Lay's volumes of poems appeared mainly between 1927 and 1934. They are mainly collections of short lyrics in new Elizabethan manner, sometimes erotic, and, although rural and showing a countryman's sensibilities, without sentimentalism or any strong note of nostalgia. Cecil Lay married Joan Chadburn, daughter of the painter Haworth Chadburn, in 1932. 'His origins, training and experience seem as if designed to produce that complex of rootedness and spiritual uprootedness that so often gives the artist's special oblique angle of view.' National Press opinions of his early verse comment on his Elizabethan frankness, simplicity, admirable lyrical impulse combined with tigerish intensity and focus, wit, beauty and blunt realism. His romantic sensibility was blended or moderated with classic restraint.
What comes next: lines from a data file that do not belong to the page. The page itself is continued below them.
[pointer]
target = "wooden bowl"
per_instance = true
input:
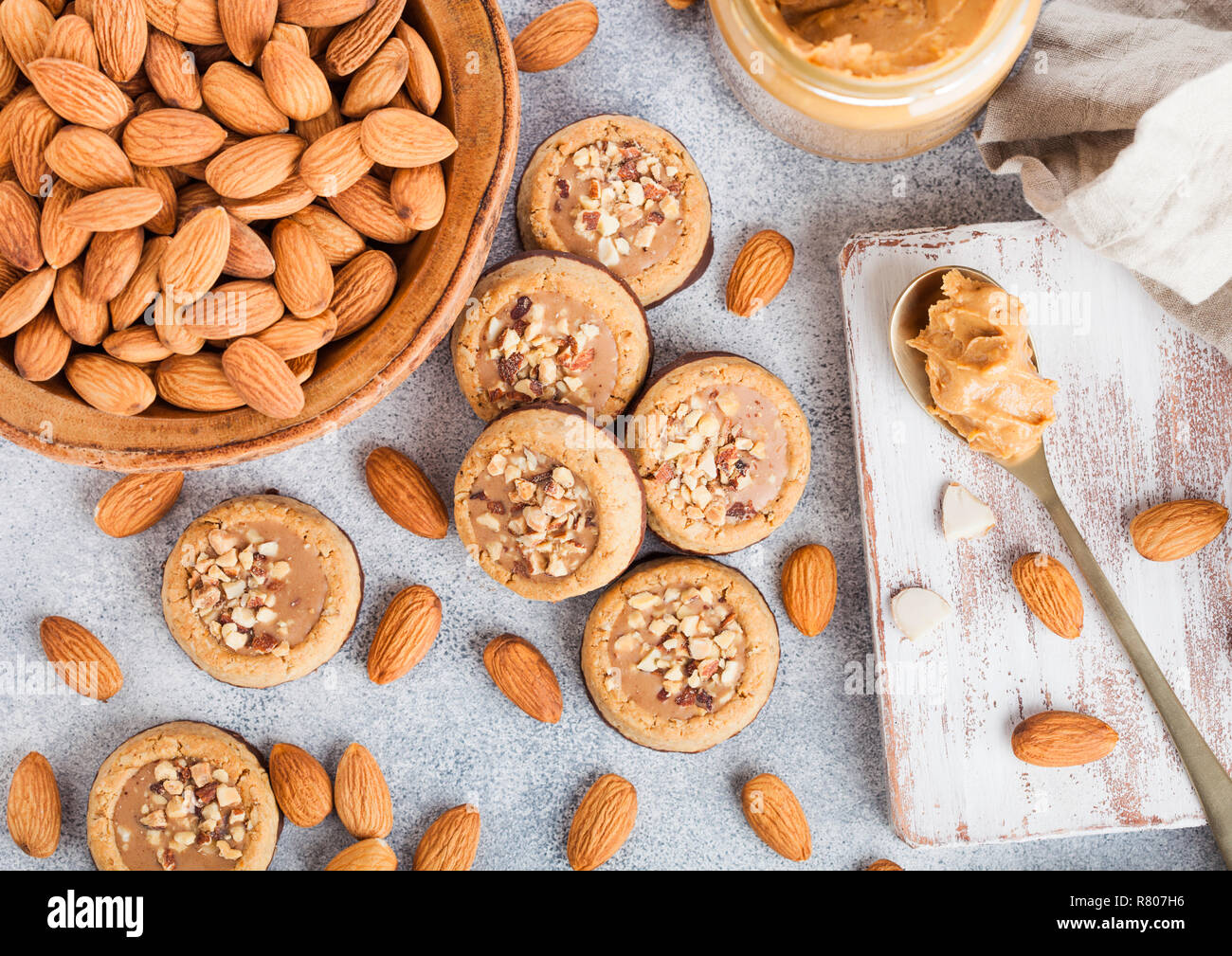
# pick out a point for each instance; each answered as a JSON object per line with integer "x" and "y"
{"x": 439, "y": 269}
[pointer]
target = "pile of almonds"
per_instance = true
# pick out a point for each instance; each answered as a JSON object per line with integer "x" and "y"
{"x": 189, "y": 189}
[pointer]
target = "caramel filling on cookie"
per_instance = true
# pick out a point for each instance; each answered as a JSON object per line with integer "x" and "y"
{"x": 619, "y": 204}
{"x": 678, "y": 652}
{"x": 259, "y": 586}
{"x": 547, "y": 347}
{"x": 533, "y": 516}
{"x": 721, "y": 456}
{"x": 181, "y": 815}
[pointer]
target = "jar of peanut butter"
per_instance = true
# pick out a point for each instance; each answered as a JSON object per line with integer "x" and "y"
{"x": 867, "y": 81}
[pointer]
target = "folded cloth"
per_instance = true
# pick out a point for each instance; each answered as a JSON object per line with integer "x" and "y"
{"x": 1120, "y": 124}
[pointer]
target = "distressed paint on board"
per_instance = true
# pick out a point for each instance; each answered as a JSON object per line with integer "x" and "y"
{"x": 1145, "y": 415}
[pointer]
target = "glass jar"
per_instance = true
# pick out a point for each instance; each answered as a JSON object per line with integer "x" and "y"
{"x": 858, "y": 118}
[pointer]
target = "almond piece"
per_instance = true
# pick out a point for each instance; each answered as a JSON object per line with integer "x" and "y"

He was a friend of the Sieveking family and, although a project (by Martin Secker) to publish his collected poems had foundered in 1937, the broadcaster Lance Sieveking in 1962 published a Collected Poems of Cecil Lay with his own Introduction, and an extended quotation from an earlier Introduction intended for the original Secker volume of 1937, written by A. E. Coppard. Not only Coppard, but also Middleton Murry, Desmond MacCarthy and W. H. Davies had been attracted to Lay's poetry, and Lance Sieveking emphasised the ways in which the poems resembled those of W. H. Davies.

==Lay's tortoise==
Over many years Cecil Lay made a very detailed study of the behaviour of his pet tortoise, and discovered that it performed what was believed to be a ceremonial dance shortly after emerging from hibernation, following a set pattern of convoluted progress at considerable speed. He also observed that the animal preferred to eat a variety of different vegetation in rotation as the seasons passed, rather than adhering to a single preferred foodplant. These observations received scholarly attention.

== Volumes of Poetry ==
- Sparrows and Other Poems (Fowler Wright, 1927)
- To Suffolk (separate, from the above) (Saint Catherine Press, London)
- Grotesques and Arabesques (Martin Secker, 1928)
- In and Out (?Martin Secker, 1930)
- Seven Poems (?Martin Secker, 1932)
- Eight Poems (W. H. Parkes, Leiston)
- April's Foal (Red Lion Press, London 1932)
- Ha and He (?Martin Secker, 1933)
- Samples (?Martin Secker, 1934)
- The Collected Poems of Cecil Lay (Introductions by A.E. Coppard and Lance Sieveking) (Benham 1962)
- An Adder in June, Selected poems (Introduction by Herbert Lomas) (Fry Gallery, Aldeburgh 1978)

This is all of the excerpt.